Yes, I went to the Spectrum Theater to see “Train Dreams” the other night, but I attended with a heavy heart: The Delmar Dad’s Movie Club lasted exactly one year, and then, without warning, blew up spectacularly.
First, Jimmy broke up with us via text: “We did a year and it was good. But I’m not into continuing.”
Paul and I were shocked, I tell you, although maybe we shouldn’t have been. There have been warning signs. One of us has been shouldering the weight of a personal crisis and an ongoing dark night of the soul, of which I can speak no further, but only express my deepest sympathy.
“Train Dreams” was an apt choice as a film to see because it is poignant, beautiful, and tragic—perhaps like movie club itself. Based on a novella by the esteemed American writer Denis Johnson, the film is directed by Clint Bentley and stars Joel Edgerton as Robert Grainger, an early twentieth-century logger and railroad worker, in a birth-to-death character study displayed over a magnificent western forested landscape.
A loner, Robert meets the love of his life (the mesmerizing Felicty Jones), has a daughter, and tries to settle down, but his work keeps him far from home and his loving family. Logging is a dangerous gig, and he wrestles with a foreboding that something bad is going to happen, and sure enough it does, but not what Robert expects.
Just as I didn’t expect disaster to strike the movie club. After Jimmy dropped out just days before our scheduled night, Paul and I decided we would carry on as best we could without one of our founding members. We would regroup. We would work within our bylaws: it was Paul’s pick this month. He was the one who selected “Train Dreams.”
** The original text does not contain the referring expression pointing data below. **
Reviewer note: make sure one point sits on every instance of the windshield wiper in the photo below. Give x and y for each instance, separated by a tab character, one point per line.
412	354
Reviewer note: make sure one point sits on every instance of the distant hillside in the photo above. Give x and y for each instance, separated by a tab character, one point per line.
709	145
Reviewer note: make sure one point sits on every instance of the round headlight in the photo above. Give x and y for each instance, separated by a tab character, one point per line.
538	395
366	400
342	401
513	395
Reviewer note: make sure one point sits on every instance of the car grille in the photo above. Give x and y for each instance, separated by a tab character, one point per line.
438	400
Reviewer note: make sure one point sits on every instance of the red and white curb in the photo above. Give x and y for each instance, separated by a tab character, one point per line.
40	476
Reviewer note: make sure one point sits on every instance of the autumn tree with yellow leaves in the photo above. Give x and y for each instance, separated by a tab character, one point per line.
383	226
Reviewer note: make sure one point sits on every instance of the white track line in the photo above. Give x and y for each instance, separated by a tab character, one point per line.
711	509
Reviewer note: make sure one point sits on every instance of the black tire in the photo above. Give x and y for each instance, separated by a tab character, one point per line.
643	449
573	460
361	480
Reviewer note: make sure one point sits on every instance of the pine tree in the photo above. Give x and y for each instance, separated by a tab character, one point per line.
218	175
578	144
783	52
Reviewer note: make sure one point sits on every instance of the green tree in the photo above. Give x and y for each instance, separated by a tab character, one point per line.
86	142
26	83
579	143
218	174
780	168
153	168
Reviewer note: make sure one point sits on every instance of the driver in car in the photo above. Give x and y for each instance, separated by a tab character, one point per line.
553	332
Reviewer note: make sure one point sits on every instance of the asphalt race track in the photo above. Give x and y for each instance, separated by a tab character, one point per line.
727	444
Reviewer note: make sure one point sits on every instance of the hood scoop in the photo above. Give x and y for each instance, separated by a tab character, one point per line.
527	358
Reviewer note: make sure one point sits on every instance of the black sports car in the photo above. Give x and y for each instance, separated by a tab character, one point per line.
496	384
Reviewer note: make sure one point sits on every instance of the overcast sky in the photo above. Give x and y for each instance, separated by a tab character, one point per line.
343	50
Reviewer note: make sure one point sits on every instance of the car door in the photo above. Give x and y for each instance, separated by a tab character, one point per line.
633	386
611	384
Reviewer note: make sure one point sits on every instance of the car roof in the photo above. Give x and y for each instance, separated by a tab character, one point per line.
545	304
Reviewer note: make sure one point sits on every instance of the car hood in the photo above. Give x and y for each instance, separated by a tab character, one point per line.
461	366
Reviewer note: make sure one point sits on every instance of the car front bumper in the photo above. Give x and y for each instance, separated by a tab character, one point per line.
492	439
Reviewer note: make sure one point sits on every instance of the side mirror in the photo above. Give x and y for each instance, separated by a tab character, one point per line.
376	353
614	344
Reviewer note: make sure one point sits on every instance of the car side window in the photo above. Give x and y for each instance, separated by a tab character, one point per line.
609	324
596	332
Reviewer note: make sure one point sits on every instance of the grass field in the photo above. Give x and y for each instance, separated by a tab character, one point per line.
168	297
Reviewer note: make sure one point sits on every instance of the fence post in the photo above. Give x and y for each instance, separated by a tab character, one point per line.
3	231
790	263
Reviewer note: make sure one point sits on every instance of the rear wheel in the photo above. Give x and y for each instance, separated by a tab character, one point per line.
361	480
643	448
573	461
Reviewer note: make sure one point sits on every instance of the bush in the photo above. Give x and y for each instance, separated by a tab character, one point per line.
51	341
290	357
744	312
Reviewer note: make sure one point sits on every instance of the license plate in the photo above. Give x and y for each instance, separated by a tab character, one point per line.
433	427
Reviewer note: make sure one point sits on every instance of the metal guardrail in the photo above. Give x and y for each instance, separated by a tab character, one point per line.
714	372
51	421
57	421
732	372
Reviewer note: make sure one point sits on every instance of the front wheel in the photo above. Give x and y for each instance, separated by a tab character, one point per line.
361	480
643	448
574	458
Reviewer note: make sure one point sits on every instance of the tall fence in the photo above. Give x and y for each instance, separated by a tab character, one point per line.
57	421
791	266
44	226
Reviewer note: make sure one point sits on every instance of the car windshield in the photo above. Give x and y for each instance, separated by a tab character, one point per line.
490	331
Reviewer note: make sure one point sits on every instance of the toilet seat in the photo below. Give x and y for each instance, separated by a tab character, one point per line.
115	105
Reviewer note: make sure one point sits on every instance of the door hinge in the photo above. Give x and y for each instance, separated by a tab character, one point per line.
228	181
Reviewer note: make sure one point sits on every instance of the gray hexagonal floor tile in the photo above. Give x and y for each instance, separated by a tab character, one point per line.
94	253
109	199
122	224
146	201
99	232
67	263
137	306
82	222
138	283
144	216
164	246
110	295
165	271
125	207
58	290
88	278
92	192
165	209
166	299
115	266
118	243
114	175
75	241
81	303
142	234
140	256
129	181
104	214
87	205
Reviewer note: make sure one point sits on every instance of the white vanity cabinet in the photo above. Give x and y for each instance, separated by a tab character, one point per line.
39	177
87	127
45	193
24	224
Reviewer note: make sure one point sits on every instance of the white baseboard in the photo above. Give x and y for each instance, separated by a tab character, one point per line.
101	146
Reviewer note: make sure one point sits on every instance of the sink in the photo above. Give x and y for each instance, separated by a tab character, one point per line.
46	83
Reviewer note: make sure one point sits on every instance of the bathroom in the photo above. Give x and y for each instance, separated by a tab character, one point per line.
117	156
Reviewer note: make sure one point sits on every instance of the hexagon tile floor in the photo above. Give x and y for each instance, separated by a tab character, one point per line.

But then, at the eleventh hour, I get two texts from Paul, one after the other, like two shots ringing out in the night: “Hey. I woke up with a cold/sore throat. I am on the fence about tonight.” And shortly after, the knockout blow: “I am not gonna make it tonight.”
Oh, I took the news hard, even though Paul didn’t say he was dropping out of the club altogether. I texted back: “First Jimmy. Now you. I have been abandoned. Cast away. I can’t go on. I’ll go on.”

And go on I did, bravely. I went alone to see “Train Dreams.” I’m glad I did. It was a quiet and meditative film, the kind of rich, authentic character study that rarely gets made anymore. It was a movie about an honorable man struggling to be a man, and filled with lots of masculine motifs and themes.
The film wasn’t perfect. At the midpoint, when disaster strikes for Robert Grainger and he is thrown into a dungeon of grief, his character comes to a halt. It’s understandable to be paralyzed by heartache, but story demands change, and Robert neither descends further into darkness nor crawls much closer to the light for my taste, and so the last half seemed a little off, and one too many times I had to watch quick montages of Robert’s fonder memories as if I’d forgotten what ailed him, and I have a general mistrust of the montage technique because it’s often used as an emotional shortcut.
But that’s the film’s only minor flaw. It was excellent overall. And I’m proud that I pulled myself up by my bootstraps and braved the night alone, but I’m anxious that the ash heap of movie club may be upon us.